For me this  book puts into words what I was intuitively doing by scouring the supermarket shelves for items which were NOT fat free, which were NOT highly sweetened, complaining bitterly of the fad to have fat free food and quietly bemoaning the death of lard. The book takes a long time to get to its point – that the quality and quantity of carbs we eat makes us sick with associated diseases such as obesity, heart disease, type 2 diabetes, metabolic syndrome, caner and Alzheimers. The author could have got to his point more quickly and succinctly, but he does put forth the argument and its an argument that needs to be heard if we are to counter our ever growing waist lines and the continual rise of diabesity world wide. This approach has implications for the world’s food production, it runs counter to the philosophy of vegetarianism, it has huge public health consequences and opens up a socio - political economic can of worms as the price of grain staples and food prices generally continue to rise and much of the world continues to not have enough to eat, never mind a well balanced diet.

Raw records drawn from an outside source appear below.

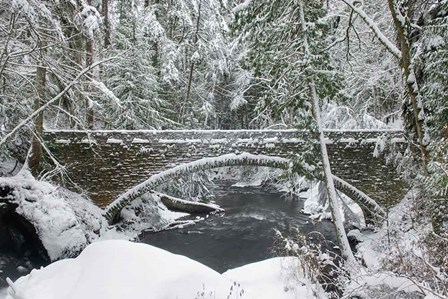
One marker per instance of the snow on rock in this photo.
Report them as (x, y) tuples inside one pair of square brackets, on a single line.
[(65, 222), (145, 213), (121, 269)]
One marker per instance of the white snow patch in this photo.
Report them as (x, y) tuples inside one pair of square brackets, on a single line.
[(64, 221), (119, 269), (275, 278)]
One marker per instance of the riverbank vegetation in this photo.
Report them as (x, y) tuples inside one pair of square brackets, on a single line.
[(225, 64)]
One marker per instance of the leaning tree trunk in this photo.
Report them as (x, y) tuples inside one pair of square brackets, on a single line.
[(89, 103), (332, 197), (410, 80)]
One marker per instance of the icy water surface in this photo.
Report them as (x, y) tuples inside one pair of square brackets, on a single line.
[(244, 234)]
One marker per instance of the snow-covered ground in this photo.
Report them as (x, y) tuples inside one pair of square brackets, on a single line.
[(122, 269)]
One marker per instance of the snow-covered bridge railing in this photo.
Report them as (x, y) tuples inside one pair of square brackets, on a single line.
[(108, 163)]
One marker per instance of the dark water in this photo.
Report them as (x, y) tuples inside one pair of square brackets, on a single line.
[(244, 234)]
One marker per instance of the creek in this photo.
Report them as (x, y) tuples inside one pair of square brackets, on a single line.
[(244, 233)]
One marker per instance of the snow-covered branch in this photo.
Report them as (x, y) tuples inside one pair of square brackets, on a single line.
[(374, 27), (53, 100)]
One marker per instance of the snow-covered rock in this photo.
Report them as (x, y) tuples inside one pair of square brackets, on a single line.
[(64, 221), (122, 269)]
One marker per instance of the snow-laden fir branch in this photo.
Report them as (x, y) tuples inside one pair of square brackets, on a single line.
[(53, 100)]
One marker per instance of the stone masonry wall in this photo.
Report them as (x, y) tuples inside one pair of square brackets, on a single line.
[(107, 163)]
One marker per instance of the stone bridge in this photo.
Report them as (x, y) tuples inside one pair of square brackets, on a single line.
[(108, 163)]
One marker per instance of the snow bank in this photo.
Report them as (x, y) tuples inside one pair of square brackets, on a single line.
[(121, 269), (275, 278), (65, 222), (399, 238)]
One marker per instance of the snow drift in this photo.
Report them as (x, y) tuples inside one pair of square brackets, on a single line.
[(122, 269)]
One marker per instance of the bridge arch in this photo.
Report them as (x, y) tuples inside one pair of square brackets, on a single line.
[(368, 205)]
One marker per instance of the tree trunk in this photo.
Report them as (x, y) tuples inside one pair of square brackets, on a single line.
[(36, 147), (106, 23), (410, 80), (196, 38), (89, 103), (344, 246)]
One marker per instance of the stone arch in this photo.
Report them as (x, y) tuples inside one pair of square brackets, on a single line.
[(112, 211)]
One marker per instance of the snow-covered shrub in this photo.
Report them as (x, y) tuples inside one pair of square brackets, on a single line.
[(317, 264)]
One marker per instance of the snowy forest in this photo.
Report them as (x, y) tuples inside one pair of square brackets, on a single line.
[(314, 66)]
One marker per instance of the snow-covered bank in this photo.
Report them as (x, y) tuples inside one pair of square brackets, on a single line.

Postscript: As I enter my last couple of months in India I can see my food ramblings, which have been remarkably well controlled so far (no haunting dreams craving cheese, cheese and more cheese that many volunteers have had!) may well become more focussed for my homecoming with thoughts of poached smoked haddock, a dripping juicy lamb rib, a thick slice of gammon, a crispy green salad, a slice of not too runny brie predominating and not a grain of rice in sight! But I’ll also be thinking of a pint of very cold dry cider, after all I’m not totally virtuous! I don’t know whether these thoughts made me read this book, or whether reading this book gave me my food thoughts – cause and effect – either way bring on the brie!

ashramblings verdict: 3* – skim read it for his thesis and supporting facts.